A pan-European far-right group with a history of violent direct action has chartered a 422-ton ship and says it plans to confront people-smugglers and turn back migrants it finds in the waters off Libya.
Humanitarian organizations say the planned intervention is a "PR provocation" by the Defend Europe group, which is part of the continent-wide, anti-Islam identitarian movement. Identitarians advocate the preservation of national identity and a return to "traditional Western values."
They warn lives could be endangered, if the far-right activists impede refugee-rescue operations in the Mediterranean, something some of the group’s leaders have vowed they will do.
But there were reports Friday that the vessel charted by Defend Europe has been impounded for several days by Egyptian authorities for security reasons because of insufficient documentation and concerns over the crew.
The ship has been at anchor at the Red Sea entrance to the Suez Canal for five days, according to vessel-tracking sites. Canal authorities say the stalling of the ship had nothing to do with them but was ordered by security officials.
Humanitarian groups are highlighting the shadowy background of the owner of the ship the far-right activists have chartered, 49-year-old Swedish businessman Sven Tomas Egerstrom, who has provided private maritime security services in Africa.
In 2015, a court in the Seychelles ordered the seizure of a cargo of automatic weapons worth $2 million found on one of Egerstrom’s ships in a case brought by the crew of the vessel, Ocean Bounty, who accused him of abandoning them.
Defend Europe leaders have been contradictory about what they intend to do with chartered ship, the C-Star.
Lorenzo Fiato, head of Defend Europe’s Italian branch, told VOA the activists will coordinate their actions with "Libyan authorities and coast guards in Tripoli." But he admitted Defend Europe has been unable to establish firm contacts in Libya and he appeared unknowledgeable about the militia and trafficker connections of Libya’s coast guards.
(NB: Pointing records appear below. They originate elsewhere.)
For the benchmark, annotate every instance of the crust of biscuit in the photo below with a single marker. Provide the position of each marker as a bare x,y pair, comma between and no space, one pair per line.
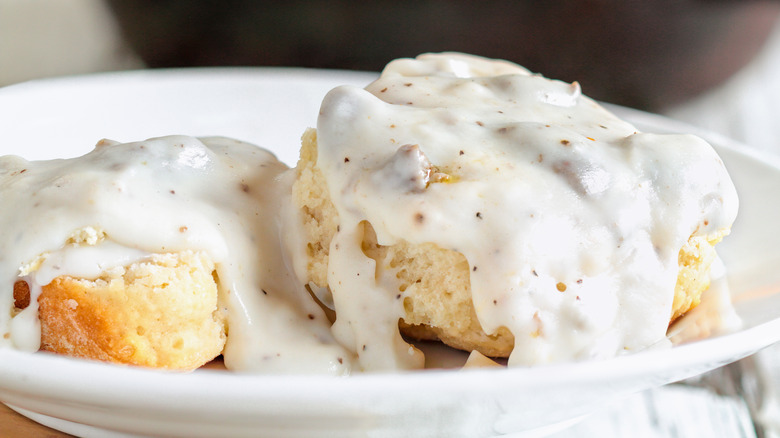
161,313
434,282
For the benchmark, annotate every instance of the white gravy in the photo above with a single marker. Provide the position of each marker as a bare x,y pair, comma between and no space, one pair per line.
162,195
570,219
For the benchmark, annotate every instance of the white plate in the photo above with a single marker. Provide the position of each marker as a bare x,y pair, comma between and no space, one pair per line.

"I don’t think there are any legal problems as we are going to cooperate with the authorities. We want to make everything legal. We are protecting our countries from illegal immigration," he says.
Martin Sellner, co-leader of the Austrian identitarian branch and a key figure in Defend Europe, vowed in an online video the group would block NGO "ships from going to the Libyan coast."
Europe’s identitarian movement, which is often dubbed "the hipster right," is a network of social media-savvy young activists mainly operating in France, Germany, Austria and Italy. It has a record of mounting provocative direct-action campaigns and then using the publicity generated to win more recruits and attract donations from crowd-funding appeals.
Identitarians have occupied mosques, and in March 2016 they clashed with French police after burning tires and blocking bridges leading from a makeshift migrant camp known as "the jungle" in Calais.
"Although they may parade and cloak themselves with this 'far right hipster' mantle, something quite disturbing lies underneath their slick rhetoric, with mention of 'remigrating' people from Europe and claims to somehow deport people back to Libya in coordination with the Libyan coast guard. Naive in the extreme, when different factions, militias and rival governments plus people smugglers actually control the coastline," said a spokesman for the British advocacy group Hope Not Hate.
Breach of humanitarian, maritime laws
Human Rights Watch warned Tuesday if Defend Europe activists return migrants to Libya against their will they would be in breach of international humanitarian law and if they impede rescue missions they would be breaking maritime law, which obliges seafarers to save lives at sea.
"My personal response to what they want to do is probably unprintable," says Judith Sunderland of Human Rights Watch, who warns Defend Europe could end up "handing people over to militias that collude with the smugglers and traffickers."
She accused the Identitarian group of aiming to stoke anti-migrant sentiment in Italy, which in recent weeks has mounted and is buffeting the government of Prime Minister Paolo Gentiloni.
More than 86,000 migrants have reached Italy this year from Libya, a 10 percent increase on the same period last year, according to the International Office for Migration. Italy’s migrant detention centers and temporary shelters have reached their capacity of 200,000 and Italian officials have warned neighboring European countries that they are considering granting migrants European Union visas, which would allow them to travel legally to other EU states.
In May, Defend Europe tried unsuccessfully to use a dinghy to block in Italian waters a refugee-rescue vessel chartered by the international NGO Doctors Without Borders (known by its French acronym, MSF). The action generated international media coverage and nearly $170,000 in donations from two crowd-funding appeals. Fiato says Defend Europe was able to charter the C-Star at "a big discount" as the owner supports "what we’re trying to do."
Originally Defend Europe planned to dock the vessel at the Sicilian port of Catania, but now the activists say they plan to keep it anchored 40 kilometers off the coast, as they fear Italian authorities may decide to impound the ship.